# /dev/scd0 vs /dev/sg0

## incripshin

I was wondering what the difference between /dev/scd0 and /dev/sg0 was.  Here's the background that led me to this question (and hopefully help people with the same problem):

edit I found in linux/Documentation/devices.txt that srX is deprecated in favor of scdX (SCSI CD-ROM), and sgX means (Generic SCSI).  Still, I don't know why cdrecord isn't working with sgX.

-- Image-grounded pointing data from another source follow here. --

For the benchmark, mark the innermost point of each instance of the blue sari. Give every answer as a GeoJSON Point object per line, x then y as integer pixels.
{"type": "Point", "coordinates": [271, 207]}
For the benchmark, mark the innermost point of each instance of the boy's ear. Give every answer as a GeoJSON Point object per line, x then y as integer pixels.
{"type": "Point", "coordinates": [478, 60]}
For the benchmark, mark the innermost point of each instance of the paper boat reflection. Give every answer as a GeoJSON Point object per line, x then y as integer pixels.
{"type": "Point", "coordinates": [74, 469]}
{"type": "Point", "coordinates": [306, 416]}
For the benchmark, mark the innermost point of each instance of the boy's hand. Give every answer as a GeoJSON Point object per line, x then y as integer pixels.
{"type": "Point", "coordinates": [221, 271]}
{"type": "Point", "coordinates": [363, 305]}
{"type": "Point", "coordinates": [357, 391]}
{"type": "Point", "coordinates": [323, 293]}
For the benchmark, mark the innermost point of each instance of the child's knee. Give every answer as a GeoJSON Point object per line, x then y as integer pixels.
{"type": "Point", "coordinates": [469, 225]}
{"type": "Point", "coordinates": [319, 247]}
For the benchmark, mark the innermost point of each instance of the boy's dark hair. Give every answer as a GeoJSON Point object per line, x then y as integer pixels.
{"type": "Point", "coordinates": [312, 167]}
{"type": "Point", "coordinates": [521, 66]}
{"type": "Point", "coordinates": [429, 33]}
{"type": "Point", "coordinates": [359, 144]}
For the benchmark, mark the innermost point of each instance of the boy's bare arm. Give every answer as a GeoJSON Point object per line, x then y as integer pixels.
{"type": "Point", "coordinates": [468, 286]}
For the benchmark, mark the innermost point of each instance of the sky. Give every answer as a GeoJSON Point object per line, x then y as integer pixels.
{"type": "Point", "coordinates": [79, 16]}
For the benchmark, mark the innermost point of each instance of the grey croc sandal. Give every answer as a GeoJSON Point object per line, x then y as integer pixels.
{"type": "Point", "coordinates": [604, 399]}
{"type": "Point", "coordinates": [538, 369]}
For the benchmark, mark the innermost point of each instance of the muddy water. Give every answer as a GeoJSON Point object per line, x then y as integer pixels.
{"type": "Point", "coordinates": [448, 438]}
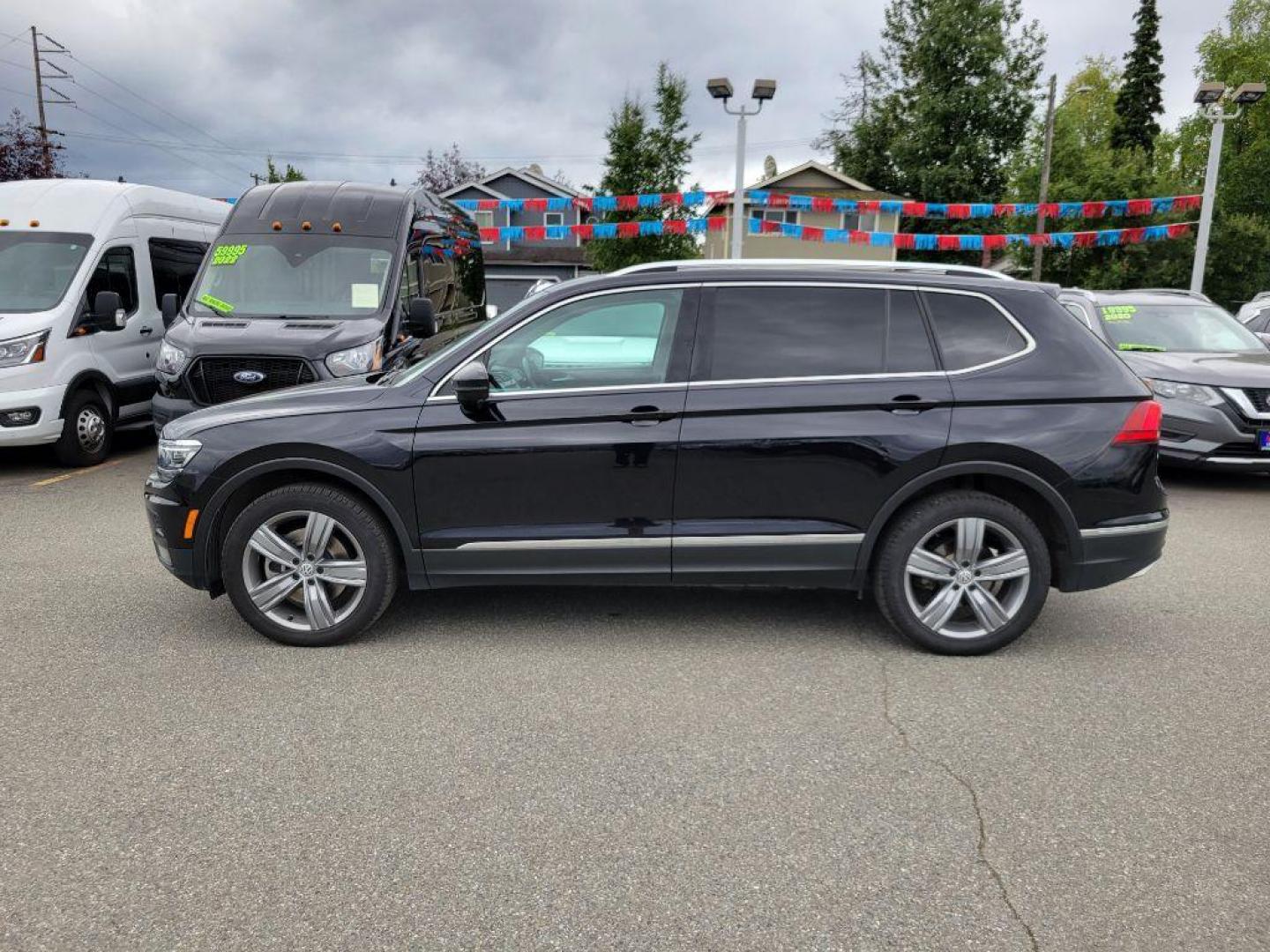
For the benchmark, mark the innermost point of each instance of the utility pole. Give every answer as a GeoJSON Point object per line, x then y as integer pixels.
{"type": "Point", "coordinates": [37, 56]}
{"type": "Point", "coordinates": [1047, 155]}
{"type": "Point", "coordinates": [40, 100]}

cdrecord at the command line was failing me, though k3b worked.  It turned out that cdrecord was using /dev/sg0.  My -scanbus output:

```
Cdrecord-ProDVD-ProBD-Clone 2.01.01a57 (x86_64-unknown-linux-gnu) Copyright (C) 1995-2009 Jörg Schilling

Linux sg driver version: 3.5.34

Using libscg version 'schily-0.9'.

scsibus1:

   1,0,0   100) 'HL-DT-ST' 'BDDVDRW GGC-H20L' '1.03' Removable CD-ROM

   1,1,0   101) *

   1,2,0   102) *

   1,3,0   103) *

   1,4,0   104) *

   1,5,0   105) *

   1,6,0   106) *

   1,7,0   107) *

scsibus3:

   3,0,0   300) 'ATA     ' 'Hitachi HDP72505' 'GM4O' Disk

   3,1,0   301) *

   3,2,0   302) *

   3,3,0   303) *

   3,4,0   304) *

   3,5,0   305) *

   3,6,0   306) *

   3,7,0   307) *

scsibus6:

   6,0,0   600) 'Generic ' 'STORAGE DEVICE-A' '9727' Removable Disk

   6,1,0   601) *

   6,2,0   602) *

   6,3,0   603) *

   6,4,0   604) *

   6,5,0   605) *

   6,6,0   606) *

   6,7,0   607) *
```

So I would write cdrecord dev=1,0,0 -dummy -v blah.iso, which an strace shows is using /dev/sg0.  Here are the errors cdrecord spits out:

```
Track 01:    0 of  591 MB written.cdrecord: Input/output error. write_g1: scsi sendcmd: no error

CDB:  2A 00 00 00 00 00 00 00 1F 00

status: 0x2 (CHECK CONDITION)

Sense Bytes: 70 00 05 00 00 00 00 0A 2A 00 00 80 30 05 00 00

Sense Key: 0x5 Illegal Request, Segment 0

Sense Code: 0x30 Qual 0x05 (cannot write medium - incompatible format) Fru 0x0

Sense flags: Blk 0 (not valid) 

cmd finished after 0.002s timeout 200s

write track data: error after 0 bytes

cdrecord: A write error occured.

cdrecord: Please properly read the error message above.

Writing  time:   23.799s

Average write speed 170.0x.

Fixating...

WARNING: Some drives don't like fixation in dummy mode.

Fixating time:    0.005s

cdrecord: fifo had 64 puts and 1 gets.

cdrecord: fifo was 0 times empty and 0 times full, min fill was 100%.
```

Ultimately, using cdrecord dev=/dev/scd0 -dummy -v blah.iso works.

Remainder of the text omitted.